All that makes me think that "live OBsCore" is just not going to work, at least not in terms of being able to provide regions (or, ideally, anything that involves inserts into a separate table rather than a true SQL view). I know Gregory Dubois-Felsmann has said in the past that the "live" ObsCore doesn't need to be fully-featured, and I wonder if "whatever we can define via an actual SQL view" includes enough to be viable as what we support live. We could support that via new hooks in daf_butler for creating views or introspecting the actual SQL schema generated by the configured managers, and then let code in obs_base or a new package actually define the view when run (and then, being a view, it'd naturally stay updated). We could similarly support a more fully-featured, non-live ObsCore by beefing up the opaque-table interfaces as necessary for other downstream code to augment the views with actual new tables. And if we need the non-live ObsCore view to behave like it's live in some specific context (e.g. for summit observers), then that sounds like it should really be a new service that maintains that view.

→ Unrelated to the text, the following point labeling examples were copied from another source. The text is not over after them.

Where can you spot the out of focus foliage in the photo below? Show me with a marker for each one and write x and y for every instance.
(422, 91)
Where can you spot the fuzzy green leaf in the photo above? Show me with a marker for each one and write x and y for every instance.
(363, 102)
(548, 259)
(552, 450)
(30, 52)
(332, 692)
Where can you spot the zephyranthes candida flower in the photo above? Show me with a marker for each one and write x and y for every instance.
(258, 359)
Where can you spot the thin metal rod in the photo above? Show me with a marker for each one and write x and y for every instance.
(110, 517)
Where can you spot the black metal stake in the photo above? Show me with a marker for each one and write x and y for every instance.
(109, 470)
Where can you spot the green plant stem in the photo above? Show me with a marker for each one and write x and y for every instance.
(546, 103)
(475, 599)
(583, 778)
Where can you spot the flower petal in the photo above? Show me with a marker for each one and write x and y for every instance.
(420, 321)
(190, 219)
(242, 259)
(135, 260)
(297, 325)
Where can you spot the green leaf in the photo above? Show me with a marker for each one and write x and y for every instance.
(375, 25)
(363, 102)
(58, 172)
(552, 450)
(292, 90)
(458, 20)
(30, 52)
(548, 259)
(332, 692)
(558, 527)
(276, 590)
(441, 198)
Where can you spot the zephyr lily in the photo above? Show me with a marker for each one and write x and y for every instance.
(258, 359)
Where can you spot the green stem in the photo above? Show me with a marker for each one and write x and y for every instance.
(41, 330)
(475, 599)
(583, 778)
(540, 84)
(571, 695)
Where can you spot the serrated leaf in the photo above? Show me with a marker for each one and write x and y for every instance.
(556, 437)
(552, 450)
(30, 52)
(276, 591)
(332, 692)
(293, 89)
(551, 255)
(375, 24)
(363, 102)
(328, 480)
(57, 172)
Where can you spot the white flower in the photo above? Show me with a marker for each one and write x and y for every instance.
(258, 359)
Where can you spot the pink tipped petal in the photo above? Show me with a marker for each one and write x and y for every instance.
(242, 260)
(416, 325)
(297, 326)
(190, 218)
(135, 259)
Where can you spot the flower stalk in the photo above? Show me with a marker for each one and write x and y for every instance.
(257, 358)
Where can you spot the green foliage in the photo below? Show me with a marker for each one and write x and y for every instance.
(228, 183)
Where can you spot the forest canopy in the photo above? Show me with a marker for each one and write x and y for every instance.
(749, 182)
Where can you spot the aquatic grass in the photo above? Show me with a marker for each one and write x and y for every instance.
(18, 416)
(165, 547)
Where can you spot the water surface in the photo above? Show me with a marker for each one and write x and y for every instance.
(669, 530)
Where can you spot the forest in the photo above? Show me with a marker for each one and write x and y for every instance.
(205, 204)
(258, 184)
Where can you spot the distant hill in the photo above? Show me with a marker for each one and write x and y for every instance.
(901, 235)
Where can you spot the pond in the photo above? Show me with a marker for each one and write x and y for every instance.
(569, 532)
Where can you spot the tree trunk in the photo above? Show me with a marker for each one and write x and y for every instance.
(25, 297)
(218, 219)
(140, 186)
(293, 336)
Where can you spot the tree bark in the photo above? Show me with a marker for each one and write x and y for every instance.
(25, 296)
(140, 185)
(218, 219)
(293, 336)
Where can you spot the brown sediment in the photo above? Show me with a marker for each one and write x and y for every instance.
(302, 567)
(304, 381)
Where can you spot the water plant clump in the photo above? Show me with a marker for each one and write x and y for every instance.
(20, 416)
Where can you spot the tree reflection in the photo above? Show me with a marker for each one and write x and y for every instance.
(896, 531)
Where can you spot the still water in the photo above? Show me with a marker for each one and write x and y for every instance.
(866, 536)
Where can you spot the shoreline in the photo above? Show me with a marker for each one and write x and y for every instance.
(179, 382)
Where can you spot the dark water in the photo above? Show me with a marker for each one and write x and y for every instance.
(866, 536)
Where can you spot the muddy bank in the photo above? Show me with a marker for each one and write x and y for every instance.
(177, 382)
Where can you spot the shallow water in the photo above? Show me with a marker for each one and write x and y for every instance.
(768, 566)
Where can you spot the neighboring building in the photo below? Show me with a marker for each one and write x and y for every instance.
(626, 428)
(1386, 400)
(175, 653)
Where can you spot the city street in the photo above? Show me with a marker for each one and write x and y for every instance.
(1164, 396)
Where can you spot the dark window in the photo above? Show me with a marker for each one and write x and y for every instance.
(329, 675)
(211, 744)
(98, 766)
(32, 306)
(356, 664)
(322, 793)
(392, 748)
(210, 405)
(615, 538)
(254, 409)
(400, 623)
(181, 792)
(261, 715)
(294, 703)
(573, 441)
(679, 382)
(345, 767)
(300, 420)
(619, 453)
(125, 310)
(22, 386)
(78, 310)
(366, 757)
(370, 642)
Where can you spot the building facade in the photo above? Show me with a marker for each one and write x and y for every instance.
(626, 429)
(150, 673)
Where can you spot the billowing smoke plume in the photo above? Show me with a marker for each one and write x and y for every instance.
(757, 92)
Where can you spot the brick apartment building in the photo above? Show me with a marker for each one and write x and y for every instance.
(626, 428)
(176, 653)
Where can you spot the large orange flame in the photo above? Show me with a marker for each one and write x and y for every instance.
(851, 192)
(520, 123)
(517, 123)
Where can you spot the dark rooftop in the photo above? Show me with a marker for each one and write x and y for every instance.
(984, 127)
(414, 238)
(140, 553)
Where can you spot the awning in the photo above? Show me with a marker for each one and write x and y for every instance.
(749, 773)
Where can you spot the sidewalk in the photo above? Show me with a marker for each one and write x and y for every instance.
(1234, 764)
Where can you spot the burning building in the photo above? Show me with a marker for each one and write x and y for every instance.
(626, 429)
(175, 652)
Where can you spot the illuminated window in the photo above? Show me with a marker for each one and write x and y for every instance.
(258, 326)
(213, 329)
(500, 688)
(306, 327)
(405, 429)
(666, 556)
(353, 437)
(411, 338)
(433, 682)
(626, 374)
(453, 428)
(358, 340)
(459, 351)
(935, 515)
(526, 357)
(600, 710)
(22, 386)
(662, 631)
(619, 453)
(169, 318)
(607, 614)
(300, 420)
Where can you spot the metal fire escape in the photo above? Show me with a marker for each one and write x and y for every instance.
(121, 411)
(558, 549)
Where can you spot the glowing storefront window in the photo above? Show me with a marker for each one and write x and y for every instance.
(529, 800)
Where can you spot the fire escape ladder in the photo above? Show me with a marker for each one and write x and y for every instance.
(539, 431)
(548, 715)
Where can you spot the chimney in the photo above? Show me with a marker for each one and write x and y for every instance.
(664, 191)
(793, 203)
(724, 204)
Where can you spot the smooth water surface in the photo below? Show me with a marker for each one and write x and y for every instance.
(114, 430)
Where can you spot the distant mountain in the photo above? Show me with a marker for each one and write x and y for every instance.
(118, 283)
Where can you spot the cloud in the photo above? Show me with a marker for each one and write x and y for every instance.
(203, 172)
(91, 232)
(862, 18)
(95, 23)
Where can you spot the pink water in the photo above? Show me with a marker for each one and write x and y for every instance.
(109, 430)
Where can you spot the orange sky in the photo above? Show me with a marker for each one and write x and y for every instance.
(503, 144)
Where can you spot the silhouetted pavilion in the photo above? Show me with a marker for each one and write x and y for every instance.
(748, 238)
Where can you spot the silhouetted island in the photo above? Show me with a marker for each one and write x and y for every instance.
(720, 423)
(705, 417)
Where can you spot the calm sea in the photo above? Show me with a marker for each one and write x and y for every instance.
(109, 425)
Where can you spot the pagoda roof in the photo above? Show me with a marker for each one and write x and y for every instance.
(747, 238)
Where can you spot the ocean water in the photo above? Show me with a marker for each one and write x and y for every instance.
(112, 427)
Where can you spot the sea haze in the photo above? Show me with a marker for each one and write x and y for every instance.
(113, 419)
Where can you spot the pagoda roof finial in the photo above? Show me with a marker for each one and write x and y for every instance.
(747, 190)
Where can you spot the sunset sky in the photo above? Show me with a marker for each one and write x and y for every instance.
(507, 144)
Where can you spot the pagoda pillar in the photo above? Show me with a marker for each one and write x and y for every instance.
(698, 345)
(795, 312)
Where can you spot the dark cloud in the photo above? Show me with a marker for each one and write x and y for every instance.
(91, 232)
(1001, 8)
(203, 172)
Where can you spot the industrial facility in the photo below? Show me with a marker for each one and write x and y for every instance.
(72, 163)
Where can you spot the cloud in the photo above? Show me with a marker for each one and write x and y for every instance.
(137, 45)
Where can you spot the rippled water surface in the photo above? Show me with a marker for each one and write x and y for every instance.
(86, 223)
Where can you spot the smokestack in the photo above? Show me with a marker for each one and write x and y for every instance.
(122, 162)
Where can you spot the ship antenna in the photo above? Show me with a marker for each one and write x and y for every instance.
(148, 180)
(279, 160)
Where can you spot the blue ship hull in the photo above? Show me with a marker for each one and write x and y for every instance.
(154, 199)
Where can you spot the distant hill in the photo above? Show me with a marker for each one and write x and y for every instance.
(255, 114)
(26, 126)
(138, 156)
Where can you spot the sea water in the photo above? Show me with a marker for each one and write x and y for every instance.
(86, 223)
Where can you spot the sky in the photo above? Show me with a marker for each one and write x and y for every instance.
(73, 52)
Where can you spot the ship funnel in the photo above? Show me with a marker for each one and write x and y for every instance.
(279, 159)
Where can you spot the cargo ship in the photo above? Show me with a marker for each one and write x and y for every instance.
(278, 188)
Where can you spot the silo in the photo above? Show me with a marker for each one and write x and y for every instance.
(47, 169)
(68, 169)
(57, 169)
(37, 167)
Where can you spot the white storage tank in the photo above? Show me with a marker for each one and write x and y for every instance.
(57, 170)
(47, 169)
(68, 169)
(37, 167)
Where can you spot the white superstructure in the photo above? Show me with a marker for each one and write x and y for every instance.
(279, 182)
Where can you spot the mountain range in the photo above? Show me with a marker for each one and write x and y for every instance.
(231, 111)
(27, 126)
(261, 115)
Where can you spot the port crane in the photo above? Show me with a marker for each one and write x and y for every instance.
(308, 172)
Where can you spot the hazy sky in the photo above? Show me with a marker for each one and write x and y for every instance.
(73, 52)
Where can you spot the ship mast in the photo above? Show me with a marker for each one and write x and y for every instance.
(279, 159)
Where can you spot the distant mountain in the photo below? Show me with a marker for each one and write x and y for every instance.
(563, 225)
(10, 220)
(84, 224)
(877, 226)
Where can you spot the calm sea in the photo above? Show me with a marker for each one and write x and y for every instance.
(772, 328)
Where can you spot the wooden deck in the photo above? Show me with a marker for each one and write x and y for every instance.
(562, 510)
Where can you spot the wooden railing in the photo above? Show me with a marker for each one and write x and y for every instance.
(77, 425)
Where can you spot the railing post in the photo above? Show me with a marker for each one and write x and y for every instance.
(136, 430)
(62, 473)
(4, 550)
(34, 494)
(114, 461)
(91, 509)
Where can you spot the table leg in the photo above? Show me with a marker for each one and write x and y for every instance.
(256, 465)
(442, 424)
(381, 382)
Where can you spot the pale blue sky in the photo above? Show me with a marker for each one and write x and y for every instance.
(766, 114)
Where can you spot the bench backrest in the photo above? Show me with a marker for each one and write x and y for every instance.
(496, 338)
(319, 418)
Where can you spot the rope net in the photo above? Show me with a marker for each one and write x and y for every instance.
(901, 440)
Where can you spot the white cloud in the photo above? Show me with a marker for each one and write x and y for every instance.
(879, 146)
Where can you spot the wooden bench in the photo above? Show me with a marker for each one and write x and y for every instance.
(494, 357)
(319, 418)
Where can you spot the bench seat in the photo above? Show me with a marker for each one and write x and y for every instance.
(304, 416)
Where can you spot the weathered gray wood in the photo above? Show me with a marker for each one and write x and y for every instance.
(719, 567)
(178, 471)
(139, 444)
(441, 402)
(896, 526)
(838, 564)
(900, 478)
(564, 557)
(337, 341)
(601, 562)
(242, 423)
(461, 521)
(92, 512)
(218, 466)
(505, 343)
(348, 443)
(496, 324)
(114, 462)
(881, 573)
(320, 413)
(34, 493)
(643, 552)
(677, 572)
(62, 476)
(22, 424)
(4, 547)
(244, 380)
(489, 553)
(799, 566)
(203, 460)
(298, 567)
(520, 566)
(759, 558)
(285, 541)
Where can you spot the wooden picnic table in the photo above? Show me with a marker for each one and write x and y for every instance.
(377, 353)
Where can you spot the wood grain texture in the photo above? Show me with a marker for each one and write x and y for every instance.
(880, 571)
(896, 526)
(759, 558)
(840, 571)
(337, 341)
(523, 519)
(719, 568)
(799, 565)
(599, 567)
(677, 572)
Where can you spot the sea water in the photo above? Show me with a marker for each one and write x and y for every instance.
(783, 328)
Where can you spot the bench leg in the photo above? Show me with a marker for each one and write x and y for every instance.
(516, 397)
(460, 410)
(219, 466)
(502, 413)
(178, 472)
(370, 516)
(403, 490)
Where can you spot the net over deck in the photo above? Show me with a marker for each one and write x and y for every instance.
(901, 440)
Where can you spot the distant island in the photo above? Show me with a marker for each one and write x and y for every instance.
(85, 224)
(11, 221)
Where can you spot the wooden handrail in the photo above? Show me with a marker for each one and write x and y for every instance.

As I understand it, we have a whole observatory event-handling system for that sort of thing. And we already have precedent here: inserting rows into an ObsCore table based on content in other butler tables feels a lot like inserting rows into the visit (and related) tables based on content in the exposure table, and we have never expected for butler to be the thing that triggers visit definition.
As a side, note, if we need to get the calexp (etc) WCS/bbox/region information into the database to allow all of this to work without a ton of new I/O, then I think we need to bite the bullet and tackle DM-21773 and add per-StorageClass metadata to Registry that's populated by the formatters.
For the new obscore registry manager I will also need a configuration which is only used by that manager. I was thinking about combining two into a single key under managers, e.g.:
registry:
db: ...
managers:
attributes: lsst.daf.butler.registry.attributes.DefaultButlerAttributeManager
obscore:
cls: lsst.daf.butler.registry.obscore.ObsCoreTableManager
config: !include obscore.yaml
This needs an extension to RegistryManagerTypes to understand sub-keys in managers configuration.
Alternatively I can do:
registry:
db: ...
managers:
attributes: lsst.daf.butler.registry.attributes.DefaultButlerAttributeManager
obscore: lsst.daf.butler.registry.obscore.ObsCoreTableManager
obscore: !include obscore.yaml
Even with the latter some changes to RegistryManagerTypes are necessary, as I need to pass obscore configuration to obscore manager instance.
Tim Jenness, what do you think about extending managers configuration to allow cls/config subkeys?